Friday, September 6, 2019
US states launch antitrust probe of Facebook
A coalition of US states announced Friday an antitrust investigation of Facebook, in the first of what is expected to be a wave of action against dominant technology firms.
New York state Attorney General Letitia James released a statement announcing the action on behalf of seven other states and the District of Columbia to probe "whether Facebook has stifled competition and put users at risk."
The move marks the first official US antitrust action against one of the so-called Big Tech companies -- although a landmark case had targeted Microsoft back in the 1990s.
"Even the largest social media platform in the world must follow the law and respect consumers," James said.
"We will use every investigative tool at our disposal to determine whether Facebook's actions may have endangered consumer data, reduced the quality of consumers' choices, or increased the price of advertising."
Joining the action were attorneys general of Colorado, Florida, Iowa, Nebraska, North Carolina, Ohio, and Tennessee, said James.
Facebook did not immediately respond to an AFP query on the announcement.
- Federal review underway -
Earlier this year the US Justice Department said it would launch a "review" of major online platforms to determine if they have stifled innovation or reduced competition.

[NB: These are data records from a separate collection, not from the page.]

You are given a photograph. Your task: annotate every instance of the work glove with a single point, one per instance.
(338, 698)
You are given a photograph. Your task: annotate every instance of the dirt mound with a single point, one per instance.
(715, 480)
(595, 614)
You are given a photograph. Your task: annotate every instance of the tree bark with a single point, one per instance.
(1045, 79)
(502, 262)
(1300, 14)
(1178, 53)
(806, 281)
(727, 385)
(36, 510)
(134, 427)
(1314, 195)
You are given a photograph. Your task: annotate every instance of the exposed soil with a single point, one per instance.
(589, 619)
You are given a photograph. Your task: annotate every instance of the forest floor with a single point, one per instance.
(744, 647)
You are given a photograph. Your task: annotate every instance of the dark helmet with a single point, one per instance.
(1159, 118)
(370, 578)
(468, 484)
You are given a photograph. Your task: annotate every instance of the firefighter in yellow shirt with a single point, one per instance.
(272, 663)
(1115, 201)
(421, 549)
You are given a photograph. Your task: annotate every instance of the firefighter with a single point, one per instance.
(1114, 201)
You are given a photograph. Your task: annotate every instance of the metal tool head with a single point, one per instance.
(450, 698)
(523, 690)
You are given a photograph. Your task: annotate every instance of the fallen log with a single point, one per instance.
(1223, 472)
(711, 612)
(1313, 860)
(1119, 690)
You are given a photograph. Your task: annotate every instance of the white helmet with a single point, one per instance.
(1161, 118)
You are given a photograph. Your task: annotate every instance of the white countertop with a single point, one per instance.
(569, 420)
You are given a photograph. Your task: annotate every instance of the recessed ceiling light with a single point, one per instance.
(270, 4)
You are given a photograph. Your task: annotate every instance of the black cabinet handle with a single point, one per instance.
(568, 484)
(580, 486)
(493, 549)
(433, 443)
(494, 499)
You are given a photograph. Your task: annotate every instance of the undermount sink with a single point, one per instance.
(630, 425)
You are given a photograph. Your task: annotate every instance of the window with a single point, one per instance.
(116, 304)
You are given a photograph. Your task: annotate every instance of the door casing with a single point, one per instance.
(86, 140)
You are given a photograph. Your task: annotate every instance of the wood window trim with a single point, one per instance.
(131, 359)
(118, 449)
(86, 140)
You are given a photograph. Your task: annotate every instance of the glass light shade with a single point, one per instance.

It was not immediately clear if the states would be working in coordination with federal officials.
Facebook, by far the largest social network, in the past has claimed it is not a monopoly and that consumers have many choices for how to connect with people online.
The new probe "shows how unease with large tech companies is spreading beyond Congress and the federal government agencies to the states. With each passing day, there are greater fears about these companies controlling our online lives," said Michael Carrier, a professor antitrust law at Rutgers University.
- Sign of 'techlash' -
The case may be the first in a series of antitrust actions against Big Tech firms and highlights growing "techlash," based on worries about dominant platforms which control the flow of information.
A separate coalition of states was set to launch an antitrust action, with Google reportedly a target.
The office of the Texas attorney general scheduled an event Monday in Washington with a "broad coalition of states" to unveil a multistate probe into "whether large tech companies have engaged in anticompetitive behavior that stifled competition, restricted access, and harmed consumers."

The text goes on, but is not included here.